Originally published April 3, 2007 at 12:00 AM | Page modified April 3, 2007 at 2:01 AM
Forest plan's critics suppressed, judge rules
The Bush administration illegally suppressed and misrepresented the views of dissenting scientists when it eased logging restrictions under...
The Associated Press
The Bush administration illegally suppressed and misrepresented the views of dissenting scientists when it eased logging restrictions under the Northwest Forest Plan, a federal judge in Seattle has ruled.
In his ruling late Friday, U.S. District Judge Ricardo S. Martinez struck down the administration's change to the forest plan, which governs logging on 24 million acres of federal lands in Washington, Oregon and Northern California.
"Here, the dissenting views of responsible scientists were neither set forth in substance, nor their import discussed," as required by the National Environmental Policy Act, Martinez wrote.
Under the 1994 Northwest Forest Plan's Aquatic Conservation Strategy, before federal agencies could approve logging, road building or other projects, they had to determine that the projects would not harm watersheds. That wording, designed to protect salmon, had held up timber activities on 4 million acres designated for logging.
In March 2004, the Bush administration dropped the wording at the request of the timber industry.

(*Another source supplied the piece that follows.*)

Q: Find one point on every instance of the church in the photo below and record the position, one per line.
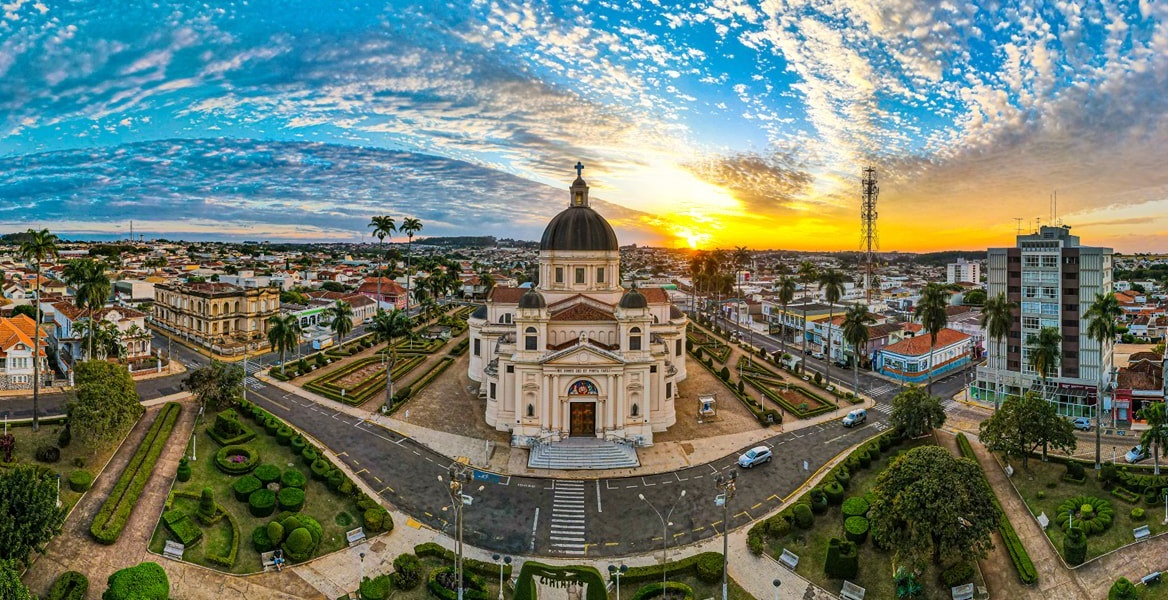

Several U.S. Fish and Wildlife Service scientists who worked on the original Northwest Forest Plan objected, saying the change would "remove or weaken several key conservation provisions for aquatic species" and "is of great concern to us."
But such comments were not included in the environmental-impact statement prepared in conjunction with the wording change, Martinez said. Instead, some of the objections were "buried in the appendices as a summary of public comments" but were not seriously weighed by the U.S. Forest Service or Bureau of Land Management.
In one appendix, the administration misrepresented the views of the scientists who drafted the original wording by saying that they did not intend for logging projects to be evaluated for their impact on the watershed, the judge said.
Environmentalists and fishing groups who sued over the wording change were thrilled.
"The timber industry went to the Bush administration with demands to increase logging, and the Bush administration went ahead and did that," Earthjustice lawyer Patti Goldman said Monday. "The lesson is that they can't cut corners on environmental protection just because they want to cut more logs. They have to heed the science and protect the forest for all users."
Chris West, a vice president of the American Forest Research Council in Portland, which intervened in the lawsuit, said the ruling would require unnecessary, watershed-level studies rather than simply evaluating the local effect of the projects.
"We're going to be wasting the taxpayers' money on paperwork for bureaucracy's sake," he said.
Last year, U.S. Magistrate Judge Mary Alice Theiler recommended that Martinez invalidate the wording change because administration officials had failed to give a rational basis for it. Martinez agreed, but he disagreed with her finding that the environmental-impact statement "did not fail to disclose dissenting opinions."